Even Option F makes this trouble:

 In Turkic language, <I dotabove> and <i> form the bicameral pair.
 If turkish people enter an IDN  ???<I dotabove>.com, they could not reach  ???<i>.com.
 At this very point, locale-independence objective of Stringprep casefolding is not fulfilled.
 <i><dotabove> and <i> should be unified into either of them in any locale-independent
  casefolding. You can find about "locale-independce/non-contextual" objectives in UAX#21,
  in the example of <I> -> <dotless small i> --> <i> casefolding. <dotless i> and <i> are *NOT* the
  bicameral pair, but for transitive case-insensitive equivalence, those two are unified into <i> in UAX#21.

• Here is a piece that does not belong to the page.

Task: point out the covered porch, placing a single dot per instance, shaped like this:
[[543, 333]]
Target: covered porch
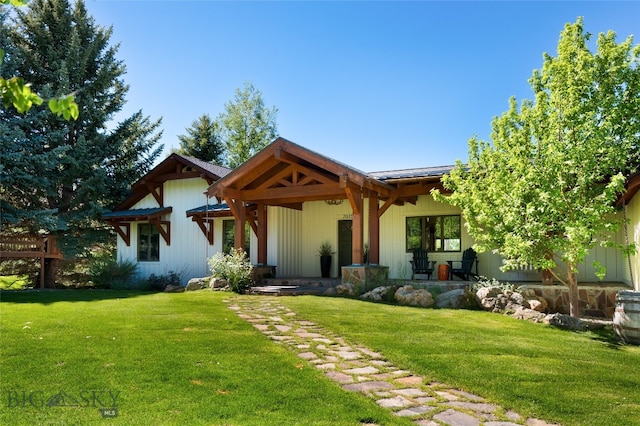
[[284, 177]]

Stringprep should address this issue, and
Next CaseFOlding-3.2.?.txt should clarify more about the rquired locale-indepenent/non-contextual
casefoldings for <I dotabove>.


Soobok Lee

----- Original Message -----
From: "Mark Davis" <mark@macchiato.com>
To: "Dan Oscarsson" <Dan.Oscarsson@trab.se>; <idn@ops.ietf.org>; <phoffman@imc.org>; <lsb@postel.co.kr>;
<david.hopwood@zetnet.co.uk>
Sent: Tuesday, May 07, 2002 12:37 AM
Subject: Re: [idn] 1st stringprep issue: not answered and ignored


> The Unicode Consortium recommends that the tables in StringPrep be
> updated to encompass Unicode 3.2, which was released in March.
>
> As a part of this release, there was one change (in addition to new
> characters) in case folding. The situation regarding the
> dotted/dotless I in the case foldings has been cleaned up by providing
> several options, one of which (full case folding without option T)
> preserves canonical equivalence (although not normalization forms --
> text still needs to be normalized after case folding).
>
> http://www.unicode.org/Public/3.2-Update/CaseFolding-3.2.0.txt
>
> Mark
> __________
>
> http://www.macchiato.com
>
> "Eppur si muove"
>
> ----- Original Message -----
> From: "Dan Oscarsson" <Dan.Oscarsson@trab.se>
> To: <idn@ops.ietf.org>; <phoffman@imc.org>; <lsb@postel.co.kr>;
> <mark@macchiato.com>; <david.hopwood@zetnet.co.uk>
> Sent: Monday, May 06, 2002 01:57
> Subject: Re: [idn] 1st stringprep issue: not answered and ignored
>
>
> >
> > The point that Soobok Lee shows is a very serious matter.
> > The requirement on the ACE form of IDNA is that the same
> > name must always result in the same ACE!!!!
> >
> > If doing casefolding/mapping followed by NFKC results in a
> > different code point sequence than doing NFC, casefolding/mapping
> and
> > NFKC again, we will get DNS lookup failures due to names do not
> > match. While hopefully most data entered into stringprep will
> > be NFC, some will not.
> >
> > If the above is true, stringprep/nameprep must be changed so that
> > the preparation steps for strings are:
> >
> > 1) See to that input strings is NFC.
> >
> > 2) all the steps in stringprep.
> >
> >
> >     Dan
> >
> > --
> > Below i Soobok Lee's text:
> > >UTC casefolding (UAX21) is made for char-by-char casefolding,  not
> for
> > >combining sequences, but stringprep blindly applies UAX21 into
> them.
> > >That is not the problem of UAX21, rather  of the stringprep.
> > >
> > >NFCing before casefolding solves this problem, but this suggestion
> > >was also ignored or not discussed in depth.
> > >
> > >Without any modificationa to UAX21 and NFKC and NFC, we could cure
> > >this <I><dot above> stringprep errors, simply by adding NFC in
> > >step zero in stringprep.
> >
> >